We use cookies. Read the Privacy and Cookie Policy

Операция «Моисей»

Хоть и в различной степени, но в совместных операциях КГБ и Штази принимали участие все управления. В мае 1982 года, когда в полном разгаре была операция в Польше, начал реализовываться еще один крупный совместный проект. Генерал И. А. Маркелов, начальник второго главного управления КГБ, уведомил Мильке, что посылает к нему в Берлин своего самого надежного помощника. В подробности Маркелов вдаваться не стал, сообщив лишь фамилию и должность гостя — полковник Владимир Анатольевич Кремаковский, начальник четырнадцатого отдела второго управления. Мильке знал, что сферой деятельности второго управления является внутренняя безопасность и контрразведка и что сам Маркелов был заместителем председателя КГБ. Кроме того, это управление являлось центром руководства и координации всех видов деятельности в сфере контрразведки, касавшейся СССР. Мильке понимал, что Кремаковскому поручено обсудить с ним вопрос первостепенной важности, поэтому сообщение генерала Маркелова он воспринял как приказ подготовиться к государственному визиту.

Мильке приказал начальнику управления контрразведки генерал-лейтенанту Кратчу взять Кремаковского под свое крыло.

Не зная почему Кремаковский приезжает в Берлин, Кратч решил сделать все от него зависящее, чтобы угодить и своему шефу, и КГБ. Он приказал полковникам Курту Шенку и Райнеру Виганду подготовиться к обсуждению любых вопросов, которые могли бы представлять интерес в сфере контрразведки как для ГДР, так и для СССР. Виганд был начальником рабочей группы «Иностранцы», подразделения по наблюдению за иностранцами, приезжавшими в ГДР, и иностранцами проживавшими там, включая дипломатов иностранных посольств в Восточном Берлине. С помощью агентов-двойников его рабочая группа курировала работу различных организаций, располагавшихся в Западном Берлине. Надеясь получить дополнительные сведения о цели визита Кремаковского, Виганд навел справки у полковника Бориса Смирнова, офицера связи КГБ при восточно-германской контрразведке. Смирнов ответил ему, что он не в курсе, но добавил, что Кремаковский — одна из самых влиятельных фигур во втором главном управлении КГБ.

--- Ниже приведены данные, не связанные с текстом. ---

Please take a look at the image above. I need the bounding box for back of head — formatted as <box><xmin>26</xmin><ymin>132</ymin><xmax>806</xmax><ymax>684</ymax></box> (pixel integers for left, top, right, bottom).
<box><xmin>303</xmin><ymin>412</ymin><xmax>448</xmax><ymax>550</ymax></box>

5 мая 1982 года в зале для особо важных персон аэропорта «Шёнефельд» прибытия знатного гостя ожидала делегация в составе Виганда, Шенка, офицера протокольного отдела, а также офицера связи КГБ. После того как обычные пассажиры покинули лайнер «Аэрофлота» через заднюю дверь, трап подкатили к передней двери. И только тогда появился товарищ Кремаковский, мужчина лет пятидесяти, внушительных размеров, похожий на медведя. Он спускался по трапу не торопясь, размеренным шагом, словно могущественный начальник, которого встречали подчиненные. Кислым выражением лица он напомнил Виганду Андрея Громыко, советского министра иностранных дел, который всегда выглядел так, словно мучался сильной изжогой. Полковника сопровождал сотрудник помоложе, который представился как подполковник, специалист по израильским делам.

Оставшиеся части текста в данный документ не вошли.